The Admiral Codrington, Mossop Street, Chelsea, London -- It's where the Sloane Rangers and public schoolboys-on-break congregated in the 1980s. I went here as a young man starting at age 16. It's where I learned to drink. My chums and I would hold contests to see who could drink the most without literally falling over. We downed pint after pint of bitter. The publican was a large, bearded man (we called him 'The Admiral') who always wore a blazer. Because the place was also frequented by City types, I picked up from an early age some sartorial & grooming tips that have stayed with me to this day.


----------



## Nantucket Red (Jan 26, 2006)

Perhaps not a pub in the strict sense of the term, but Speyside Way in Jiyugaoka, Tokyo is one of the most fantastic bars ever. It has an intimate ambience and boasts more single malts than any other bar in the world -- and this includes bottles from decades past. Their cognac selection is also excellent (I've finished off a couple of bottles, including their 1954 milliseme). The staff are very knowledgeable, and the food is also good.

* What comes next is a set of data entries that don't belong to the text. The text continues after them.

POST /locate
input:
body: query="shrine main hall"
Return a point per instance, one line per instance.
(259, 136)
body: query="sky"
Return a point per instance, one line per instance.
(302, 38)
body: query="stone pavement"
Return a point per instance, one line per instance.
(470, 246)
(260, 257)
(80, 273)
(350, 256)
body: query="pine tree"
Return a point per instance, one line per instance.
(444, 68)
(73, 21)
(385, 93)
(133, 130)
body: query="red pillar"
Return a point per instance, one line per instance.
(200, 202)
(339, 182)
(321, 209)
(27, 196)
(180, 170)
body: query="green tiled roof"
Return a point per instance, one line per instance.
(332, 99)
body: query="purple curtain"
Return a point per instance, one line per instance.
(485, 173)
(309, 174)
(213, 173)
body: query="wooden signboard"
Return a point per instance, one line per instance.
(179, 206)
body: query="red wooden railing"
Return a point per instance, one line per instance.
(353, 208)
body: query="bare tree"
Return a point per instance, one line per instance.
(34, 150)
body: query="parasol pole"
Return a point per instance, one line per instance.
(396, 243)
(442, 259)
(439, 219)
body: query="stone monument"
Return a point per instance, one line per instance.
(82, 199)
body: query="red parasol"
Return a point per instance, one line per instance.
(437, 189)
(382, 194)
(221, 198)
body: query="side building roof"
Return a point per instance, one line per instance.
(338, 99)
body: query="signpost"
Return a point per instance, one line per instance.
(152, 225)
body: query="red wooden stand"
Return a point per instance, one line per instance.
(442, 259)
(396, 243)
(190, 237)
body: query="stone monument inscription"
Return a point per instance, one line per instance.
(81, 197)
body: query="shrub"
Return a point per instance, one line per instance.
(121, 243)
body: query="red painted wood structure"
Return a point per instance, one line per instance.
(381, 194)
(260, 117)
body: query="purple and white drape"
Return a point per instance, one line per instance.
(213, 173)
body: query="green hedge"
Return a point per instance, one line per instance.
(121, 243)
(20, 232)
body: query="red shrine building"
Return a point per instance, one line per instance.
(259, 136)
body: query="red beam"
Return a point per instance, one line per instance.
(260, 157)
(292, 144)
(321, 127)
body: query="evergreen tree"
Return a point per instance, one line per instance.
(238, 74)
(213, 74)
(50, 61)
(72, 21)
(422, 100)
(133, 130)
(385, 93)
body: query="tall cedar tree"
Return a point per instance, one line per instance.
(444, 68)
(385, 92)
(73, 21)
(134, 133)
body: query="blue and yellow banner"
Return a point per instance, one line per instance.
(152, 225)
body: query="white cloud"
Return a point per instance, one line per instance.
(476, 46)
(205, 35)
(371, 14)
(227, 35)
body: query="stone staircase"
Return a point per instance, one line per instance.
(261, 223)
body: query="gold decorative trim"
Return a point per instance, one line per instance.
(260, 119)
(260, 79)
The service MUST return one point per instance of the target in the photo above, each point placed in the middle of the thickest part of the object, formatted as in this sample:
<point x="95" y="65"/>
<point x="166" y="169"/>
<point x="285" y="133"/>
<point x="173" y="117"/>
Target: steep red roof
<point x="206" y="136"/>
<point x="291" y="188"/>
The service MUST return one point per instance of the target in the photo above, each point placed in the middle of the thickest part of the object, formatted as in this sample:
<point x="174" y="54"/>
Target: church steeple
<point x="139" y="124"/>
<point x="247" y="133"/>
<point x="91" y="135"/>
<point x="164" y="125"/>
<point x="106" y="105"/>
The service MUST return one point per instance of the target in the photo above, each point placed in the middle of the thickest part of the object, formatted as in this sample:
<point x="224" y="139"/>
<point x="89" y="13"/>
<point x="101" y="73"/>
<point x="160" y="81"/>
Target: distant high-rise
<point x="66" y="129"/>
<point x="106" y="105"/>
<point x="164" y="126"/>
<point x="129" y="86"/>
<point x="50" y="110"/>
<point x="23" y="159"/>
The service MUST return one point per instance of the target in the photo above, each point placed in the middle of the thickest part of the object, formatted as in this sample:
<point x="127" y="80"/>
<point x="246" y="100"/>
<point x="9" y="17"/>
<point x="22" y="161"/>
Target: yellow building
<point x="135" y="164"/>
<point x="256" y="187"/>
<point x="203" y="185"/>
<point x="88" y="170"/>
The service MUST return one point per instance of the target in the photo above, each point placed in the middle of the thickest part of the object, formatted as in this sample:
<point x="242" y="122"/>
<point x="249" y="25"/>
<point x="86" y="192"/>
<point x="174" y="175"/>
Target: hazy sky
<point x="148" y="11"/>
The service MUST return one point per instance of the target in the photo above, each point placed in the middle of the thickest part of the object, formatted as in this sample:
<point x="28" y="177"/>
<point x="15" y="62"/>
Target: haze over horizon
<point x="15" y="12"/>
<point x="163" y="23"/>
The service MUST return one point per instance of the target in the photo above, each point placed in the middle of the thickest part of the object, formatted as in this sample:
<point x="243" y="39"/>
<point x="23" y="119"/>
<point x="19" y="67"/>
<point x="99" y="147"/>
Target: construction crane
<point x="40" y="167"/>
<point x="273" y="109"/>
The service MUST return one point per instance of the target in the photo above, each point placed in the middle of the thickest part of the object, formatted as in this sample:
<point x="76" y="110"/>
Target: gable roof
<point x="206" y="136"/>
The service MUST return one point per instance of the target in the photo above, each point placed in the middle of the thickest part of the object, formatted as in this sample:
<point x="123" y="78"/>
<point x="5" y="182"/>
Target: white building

-------------------------------------------------
God gave us women; the Devil gave them corsets.
- French proverb


----------



## RJman (Nov 11, 2003)

I miss the Brickskeller...


----------



## winn (Dec 31, 2005)

_"I miss the Brickskeller..." _ (RJMan, 21 February 2006)

Hey RJman -

That is understandable. Did you ever go to any of the beer events at the Brickskeller? They bring in a lot of interesting beer and great and knowledgeable people about beer.

Call me clueless. What is the beer scene like in France? Are microbrewed ales available? Do they have anything close to a brewpub or a beer bar like the Brickskeller (DC's pre-eminent beer bar)?

Cheers,
Winn


----------



## RJman (Nov 11, 2003)

I never went to a beer event -- didn't know about them, sadly.

There are so-called Irish pubs all over, but I have a soft spot for the Frog and Princess on Rue Princesse for nostalgic reasons. It allegedly brews its own. 

There was one interesting pub I went to near Maubert-Mutualite that seemed different, I forget why. Near my apartment is L'Academie de biere, but I haven't yet had a chance to look in. I don't know of anything with anything near the range of beers the Brickskeller had, and French beer is nothing to write home about. I found the Grande Epicerie carries my favorite Schneider Aventinus, Gouden Caroulus and Kwak, so the RJ cat and I have been partying at home as I've been rather busy lately. Hopefully I'll get out more. At a cafe my favorite alcoholic drink is grog (toddy) as it's cold and wet out.


*************
RJman. Accept no imitations.


----------



## JBZ (Mar 28, 2005)

> quote:_Originally posted by JohnnyVegas_
> 
> 
> 
> ...


I just saw this. I didn't mean to make the neighborhood sound like a warzone or anything. I just wouldn't go walking around there late at night by myself. The Half Door is a favorite hang out of UConn law students and local politicos, among others. It's a reasonably accurate representation of a traditional Irish pub, considering it's located nowhere near Ireland.


----------



## JohnnyVegas (Nov 17, 2005)

> quote:_Originally posted by JBZ_
> 
> 
> 
> ...


I would not recommed walking around that area alone either. Thankfully, the local homeless people are not very threatening.


----------



## Tyto (Sep 22, 2004)

Santa Monica: *King's Head * at Santa Monica and 2nd. Pretty much the primary British expat hang-out on the west side. Good brew selection, decent food, nice atmosphere, but large. It recently changed hands, and I haven't yet been there since, but I'm told the new owners are committed to keeping it just the way it is.

Woodland Hills: *Pickwick's * at Ventura near Canoga. An expat magnet in the San Fernando Valley. Tiny, noisy, but easy to strike up a conversation with the person next to you--a great crowd. Burned down recently, but supposedly will be rebuilt.

__________

Fair and softly goes far.


----------



## Bradford (Dec 10, 2004)

Don't drink anymore, but when I did, I would say my two favorite hangouts were Bob Dobbs in Tucson, AZ and The Rustic Cabins in Grosse Pointe, MI. Just two good neighborhood bars and fun places to spend an evening with friends. The George and Dragon in Central Phoenix is fun if you're looking for a British experience.


----------